Soll die Schule digital werden?

In der Bundespolitik ist gerade ein Bildungspakt das Thema, genauer gesagt ein Digitalpakt. Das Grundgesetz solle nach Möglichkeit so geändert werden, dass der Bund auch die Schulen der einzelnen Bundesländer finanzieren kann, um die Digitalisierung in Schulen voranzutreiben.
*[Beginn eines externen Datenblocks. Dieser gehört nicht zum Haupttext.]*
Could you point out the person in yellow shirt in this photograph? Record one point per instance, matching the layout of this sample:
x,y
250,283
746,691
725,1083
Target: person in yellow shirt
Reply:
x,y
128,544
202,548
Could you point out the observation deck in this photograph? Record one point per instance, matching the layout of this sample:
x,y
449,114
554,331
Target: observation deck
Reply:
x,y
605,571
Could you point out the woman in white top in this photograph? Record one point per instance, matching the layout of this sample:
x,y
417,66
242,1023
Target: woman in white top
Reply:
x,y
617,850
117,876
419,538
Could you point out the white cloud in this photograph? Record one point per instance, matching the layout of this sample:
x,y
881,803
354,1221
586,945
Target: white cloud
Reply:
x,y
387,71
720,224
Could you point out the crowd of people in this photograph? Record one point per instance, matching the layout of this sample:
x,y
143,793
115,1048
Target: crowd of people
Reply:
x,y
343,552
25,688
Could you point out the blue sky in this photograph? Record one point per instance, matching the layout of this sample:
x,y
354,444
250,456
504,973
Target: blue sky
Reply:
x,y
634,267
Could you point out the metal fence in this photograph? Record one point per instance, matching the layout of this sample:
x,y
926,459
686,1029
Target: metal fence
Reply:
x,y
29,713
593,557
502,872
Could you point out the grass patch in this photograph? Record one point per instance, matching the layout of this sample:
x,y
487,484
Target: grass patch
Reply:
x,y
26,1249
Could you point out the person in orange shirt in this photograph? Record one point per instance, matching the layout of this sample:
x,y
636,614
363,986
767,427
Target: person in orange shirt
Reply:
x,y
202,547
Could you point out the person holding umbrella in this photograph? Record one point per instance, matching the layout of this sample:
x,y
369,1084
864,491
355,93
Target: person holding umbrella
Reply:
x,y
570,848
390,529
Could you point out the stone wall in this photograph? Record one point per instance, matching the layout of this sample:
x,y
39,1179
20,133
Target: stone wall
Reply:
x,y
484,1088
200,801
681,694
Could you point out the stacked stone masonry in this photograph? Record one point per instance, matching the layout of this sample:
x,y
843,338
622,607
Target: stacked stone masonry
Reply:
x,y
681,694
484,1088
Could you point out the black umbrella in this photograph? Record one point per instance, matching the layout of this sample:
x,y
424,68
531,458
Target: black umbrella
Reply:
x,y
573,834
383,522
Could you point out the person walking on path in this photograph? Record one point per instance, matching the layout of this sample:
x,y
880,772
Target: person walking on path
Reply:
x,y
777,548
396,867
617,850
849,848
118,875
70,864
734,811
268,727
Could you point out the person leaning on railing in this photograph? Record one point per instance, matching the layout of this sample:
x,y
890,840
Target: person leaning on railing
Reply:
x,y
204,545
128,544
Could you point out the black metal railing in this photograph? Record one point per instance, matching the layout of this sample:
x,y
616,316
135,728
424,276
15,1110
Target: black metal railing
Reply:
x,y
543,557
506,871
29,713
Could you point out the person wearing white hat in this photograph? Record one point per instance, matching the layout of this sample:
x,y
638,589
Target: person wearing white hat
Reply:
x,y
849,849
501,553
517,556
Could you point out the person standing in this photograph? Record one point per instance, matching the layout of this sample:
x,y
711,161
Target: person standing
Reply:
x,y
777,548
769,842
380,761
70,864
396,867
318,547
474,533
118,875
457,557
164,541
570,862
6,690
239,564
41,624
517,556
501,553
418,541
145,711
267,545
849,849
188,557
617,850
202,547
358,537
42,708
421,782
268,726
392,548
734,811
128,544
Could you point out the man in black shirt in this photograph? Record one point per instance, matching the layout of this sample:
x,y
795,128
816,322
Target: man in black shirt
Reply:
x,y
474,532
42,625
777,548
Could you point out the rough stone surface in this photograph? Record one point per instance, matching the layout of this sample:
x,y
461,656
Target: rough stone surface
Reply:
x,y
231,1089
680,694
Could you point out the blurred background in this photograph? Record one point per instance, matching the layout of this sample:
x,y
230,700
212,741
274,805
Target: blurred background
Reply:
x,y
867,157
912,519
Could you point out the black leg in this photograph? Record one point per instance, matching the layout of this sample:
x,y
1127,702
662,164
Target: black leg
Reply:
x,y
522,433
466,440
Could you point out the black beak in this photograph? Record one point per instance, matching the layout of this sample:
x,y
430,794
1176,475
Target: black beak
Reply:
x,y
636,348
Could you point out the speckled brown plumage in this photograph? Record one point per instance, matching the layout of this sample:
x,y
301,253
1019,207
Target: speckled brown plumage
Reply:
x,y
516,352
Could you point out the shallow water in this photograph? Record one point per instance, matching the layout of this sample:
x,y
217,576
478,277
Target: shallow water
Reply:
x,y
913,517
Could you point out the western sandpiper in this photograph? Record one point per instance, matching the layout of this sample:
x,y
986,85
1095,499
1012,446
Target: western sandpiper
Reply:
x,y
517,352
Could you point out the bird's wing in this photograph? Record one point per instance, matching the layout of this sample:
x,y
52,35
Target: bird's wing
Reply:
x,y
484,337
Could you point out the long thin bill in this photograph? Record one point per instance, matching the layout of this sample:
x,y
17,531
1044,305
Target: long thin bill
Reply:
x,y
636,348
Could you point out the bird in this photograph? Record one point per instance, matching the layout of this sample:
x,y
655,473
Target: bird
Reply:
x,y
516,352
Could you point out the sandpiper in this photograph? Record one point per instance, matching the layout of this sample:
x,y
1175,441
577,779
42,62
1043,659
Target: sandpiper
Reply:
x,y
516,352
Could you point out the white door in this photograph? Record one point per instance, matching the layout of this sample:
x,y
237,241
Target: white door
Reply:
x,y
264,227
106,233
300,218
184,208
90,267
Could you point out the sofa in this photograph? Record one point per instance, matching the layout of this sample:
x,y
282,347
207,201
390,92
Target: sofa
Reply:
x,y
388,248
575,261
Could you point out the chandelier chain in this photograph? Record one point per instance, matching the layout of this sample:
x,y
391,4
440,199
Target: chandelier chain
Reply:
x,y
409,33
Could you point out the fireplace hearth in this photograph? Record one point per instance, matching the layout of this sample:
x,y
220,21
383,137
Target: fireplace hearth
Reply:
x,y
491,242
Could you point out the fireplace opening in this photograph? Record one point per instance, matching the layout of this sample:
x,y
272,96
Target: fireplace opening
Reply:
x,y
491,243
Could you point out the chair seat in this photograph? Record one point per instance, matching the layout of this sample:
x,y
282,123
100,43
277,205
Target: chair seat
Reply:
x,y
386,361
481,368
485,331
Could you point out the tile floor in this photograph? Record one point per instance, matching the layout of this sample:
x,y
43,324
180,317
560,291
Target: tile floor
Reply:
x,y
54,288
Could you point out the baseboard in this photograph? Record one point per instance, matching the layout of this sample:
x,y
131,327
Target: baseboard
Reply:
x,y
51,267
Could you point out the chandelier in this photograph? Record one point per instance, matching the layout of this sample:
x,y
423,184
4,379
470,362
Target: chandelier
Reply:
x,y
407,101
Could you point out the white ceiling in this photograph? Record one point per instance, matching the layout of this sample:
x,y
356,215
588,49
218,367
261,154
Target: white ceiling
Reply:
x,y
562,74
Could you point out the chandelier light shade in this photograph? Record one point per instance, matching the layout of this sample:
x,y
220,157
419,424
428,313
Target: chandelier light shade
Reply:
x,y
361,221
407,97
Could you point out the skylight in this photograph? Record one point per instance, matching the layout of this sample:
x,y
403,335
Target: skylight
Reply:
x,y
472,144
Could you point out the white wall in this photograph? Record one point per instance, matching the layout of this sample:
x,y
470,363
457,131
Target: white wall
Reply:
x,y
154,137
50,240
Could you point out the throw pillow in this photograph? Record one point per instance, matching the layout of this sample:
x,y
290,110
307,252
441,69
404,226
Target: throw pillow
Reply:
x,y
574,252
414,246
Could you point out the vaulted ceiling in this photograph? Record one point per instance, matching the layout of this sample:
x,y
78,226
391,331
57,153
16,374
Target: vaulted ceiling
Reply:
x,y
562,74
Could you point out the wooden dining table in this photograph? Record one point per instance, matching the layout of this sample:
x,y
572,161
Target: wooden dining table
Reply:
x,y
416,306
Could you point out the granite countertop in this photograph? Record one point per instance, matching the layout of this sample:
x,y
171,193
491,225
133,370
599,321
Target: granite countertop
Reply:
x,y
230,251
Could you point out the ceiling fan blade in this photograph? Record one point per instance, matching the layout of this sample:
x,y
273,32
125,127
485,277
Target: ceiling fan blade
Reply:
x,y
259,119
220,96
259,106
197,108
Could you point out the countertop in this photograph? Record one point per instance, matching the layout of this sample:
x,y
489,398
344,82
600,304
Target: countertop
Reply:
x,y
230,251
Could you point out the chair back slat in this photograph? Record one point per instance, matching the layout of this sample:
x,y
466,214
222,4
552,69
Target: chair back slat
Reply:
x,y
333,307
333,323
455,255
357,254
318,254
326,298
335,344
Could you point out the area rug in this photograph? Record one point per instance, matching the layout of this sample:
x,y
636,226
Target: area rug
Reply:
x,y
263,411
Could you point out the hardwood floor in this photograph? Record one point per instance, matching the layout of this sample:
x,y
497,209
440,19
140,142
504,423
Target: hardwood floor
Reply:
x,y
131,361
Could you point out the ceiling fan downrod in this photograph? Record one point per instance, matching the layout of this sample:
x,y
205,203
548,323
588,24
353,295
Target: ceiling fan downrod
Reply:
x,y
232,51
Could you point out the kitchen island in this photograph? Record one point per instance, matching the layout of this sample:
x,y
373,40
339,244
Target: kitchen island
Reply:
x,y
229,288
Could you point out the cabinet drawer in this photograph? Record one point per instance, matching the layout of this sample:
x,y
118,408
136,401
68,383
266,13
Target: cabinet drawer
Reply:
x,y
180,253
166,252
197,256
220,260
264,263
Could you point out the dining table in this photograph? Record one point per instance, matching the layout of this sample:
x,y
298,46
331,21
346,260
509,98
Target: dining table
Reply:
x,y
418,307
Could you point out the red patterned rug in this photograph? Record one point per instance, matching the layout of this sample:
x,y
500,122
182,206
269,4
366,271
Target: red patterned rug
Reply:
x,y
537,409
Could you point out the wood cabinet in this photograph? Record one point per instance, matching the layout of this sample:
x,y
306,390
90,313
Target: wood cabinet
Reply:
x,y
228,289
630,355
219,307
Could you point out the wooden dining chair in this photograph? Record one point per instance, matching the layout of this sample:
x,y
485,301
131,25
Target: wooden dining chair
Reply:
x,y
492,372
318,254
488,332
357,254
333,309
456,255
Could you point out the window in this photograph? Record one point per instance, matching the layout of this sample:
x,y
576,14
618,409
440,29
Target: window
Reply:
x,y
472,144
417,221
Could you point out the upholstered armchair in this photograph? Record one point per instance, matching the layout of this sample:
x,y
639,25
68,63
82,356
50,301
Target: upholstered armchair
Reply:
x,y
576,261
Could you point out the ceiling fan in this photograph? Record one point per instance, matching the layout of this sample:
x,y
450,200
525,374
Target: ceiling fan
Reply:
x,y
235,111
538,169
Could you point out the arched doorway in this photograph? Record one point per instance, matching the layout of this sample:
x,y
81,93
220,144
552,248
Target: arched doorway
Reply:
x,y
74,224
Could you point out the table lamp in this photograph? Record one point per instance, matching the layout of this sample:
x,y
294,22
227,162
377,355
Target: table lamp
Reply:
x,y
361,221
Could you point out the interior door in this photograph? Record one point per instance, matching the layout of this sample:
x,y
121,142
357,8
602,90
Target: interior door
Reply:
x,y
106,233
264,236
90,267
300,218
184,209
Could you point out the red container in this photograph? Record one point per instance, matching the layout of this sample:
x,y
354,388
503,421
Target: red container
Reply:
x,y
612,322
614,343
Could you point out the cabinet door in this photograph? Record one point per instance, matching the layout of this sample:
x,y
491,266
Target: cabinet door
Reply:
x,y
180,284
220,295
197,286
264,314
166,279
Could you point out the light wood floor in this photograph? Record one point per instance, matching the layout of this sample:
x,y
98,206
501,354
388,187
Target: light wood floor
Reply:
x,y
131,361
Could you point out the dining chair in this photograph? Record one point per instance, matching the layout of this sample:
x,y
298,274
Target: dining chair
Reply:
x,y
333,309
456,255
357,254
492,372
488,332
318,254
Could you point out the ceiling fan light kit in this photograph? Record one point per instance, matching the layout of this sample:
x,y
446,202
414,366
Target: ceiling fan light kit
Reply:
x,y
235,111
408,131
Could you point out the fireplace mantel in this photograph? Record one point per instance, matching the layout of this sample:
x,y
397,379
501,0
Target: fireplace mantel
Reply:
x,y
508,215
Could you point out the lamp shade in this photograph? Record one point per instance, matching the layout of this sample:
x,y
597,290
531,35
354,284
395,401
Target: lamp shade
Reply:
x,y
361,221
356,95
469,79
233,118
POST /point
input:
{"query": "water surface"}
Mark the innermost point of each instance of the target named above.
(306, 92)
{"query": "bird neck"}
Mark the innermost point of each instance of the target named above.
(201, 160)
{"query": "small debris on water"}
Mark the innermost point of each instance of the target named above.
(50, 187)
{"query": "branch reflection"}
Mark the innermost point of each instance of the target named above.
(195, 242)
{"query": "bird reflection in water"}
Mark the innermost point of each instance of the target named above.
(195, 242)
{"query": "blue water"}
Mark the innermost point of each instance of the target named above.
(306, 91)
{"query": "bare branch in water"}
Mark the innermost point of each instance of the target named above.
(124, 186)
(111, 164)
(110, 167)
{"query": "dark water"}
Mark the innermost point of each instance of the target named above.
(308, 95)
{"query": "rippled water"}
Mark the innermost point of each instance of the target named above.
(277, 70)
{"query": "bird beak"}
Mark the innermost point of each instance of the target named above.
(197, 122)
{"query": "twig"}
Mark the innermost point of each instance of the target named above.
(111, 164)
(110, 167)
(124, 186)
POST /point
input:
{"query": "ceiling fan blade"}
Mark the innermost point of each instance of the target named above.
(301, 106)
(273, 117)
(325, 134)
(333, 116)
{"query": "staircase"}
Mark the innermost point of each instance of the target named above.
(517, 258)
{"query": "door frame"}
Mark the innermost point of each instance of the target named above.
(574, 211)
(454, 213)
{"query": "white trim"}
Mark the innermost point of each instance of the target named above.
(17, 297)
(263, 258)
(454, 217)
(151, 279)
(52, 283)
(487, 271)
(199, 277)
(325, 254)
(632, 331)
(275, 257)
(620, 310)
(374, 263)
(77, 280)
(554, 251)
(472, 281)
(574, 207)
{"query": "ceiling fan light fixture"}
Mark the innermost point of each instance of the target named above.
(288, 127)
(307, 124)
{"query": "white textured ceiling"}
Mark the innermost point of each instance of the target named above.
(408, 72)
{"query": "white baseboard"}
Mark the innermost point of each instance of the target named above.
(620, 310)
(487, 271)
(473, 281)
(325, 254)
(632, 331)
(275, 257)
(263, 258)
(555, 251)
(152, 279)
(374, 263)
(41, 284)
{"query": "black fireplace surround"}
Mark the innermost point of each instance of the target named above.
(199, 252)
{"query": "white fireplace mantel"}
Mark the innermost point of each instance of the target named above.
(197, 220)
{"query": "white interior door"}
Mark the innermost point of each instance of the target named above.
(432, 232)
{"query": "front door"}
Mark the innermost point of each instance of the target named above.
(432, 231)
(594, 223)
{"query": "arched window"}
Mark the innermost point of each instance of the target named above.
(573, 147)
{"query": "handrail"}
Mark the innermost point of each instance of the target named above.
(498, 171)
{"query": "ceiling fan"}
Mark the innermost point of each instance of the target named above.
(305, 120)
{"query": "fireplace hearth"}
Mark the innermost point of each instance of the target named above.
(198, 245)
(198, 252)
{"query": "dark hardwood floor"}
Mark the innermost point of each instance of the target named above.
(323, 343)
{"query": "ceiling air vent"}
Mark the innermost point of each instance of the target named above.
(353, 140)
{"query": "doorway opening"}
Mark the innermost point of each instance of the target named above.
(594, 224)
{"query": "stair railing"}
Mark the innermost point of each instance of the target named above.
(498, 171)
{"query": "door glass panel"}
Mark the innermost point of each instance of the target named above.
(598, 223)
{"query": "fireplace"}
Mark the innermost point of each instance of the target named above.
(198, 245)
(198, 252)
Einerseits sicher eine gute Sache.

Andererseits ist es so, dass praktisch jeder Schüler ohnehin ein Smartphone hat. Wenn denn also die Digitalisierung an Schulen vorankommen sollte, wäre es sicher gut, wenn man dort Rechner oder Tablets bekäme, die dann auch so schnell hochfahren, dass man arbeiten kann, bevor der Unterricht vorbei ist.

Naja, und ein Tablet oder Laptop machen auch noch keinen Sommer. In einer Klasse zu unterrichten, in denen alle an Tablets daddeln oder an Laptops sitzen, heißt auch, zu verhindern, dass jeder da gerade das macht, was ihm so in den Sinn kommt. Spiele spielen, chatten, Facebook, Instagram und so weiter.

Aber im Prinzip, sollte das Ganze gut umgesetzt werden, eine nicht ganz dumme Initiative. Wozu muss man heute noch Schulhefte in die Schule schleppen, die, sofern man sie verliert, dann tatsächlich auch weg sind? Besser wäre eine cloud-basierte Lösung, bei der die Daten erhalten bleiben.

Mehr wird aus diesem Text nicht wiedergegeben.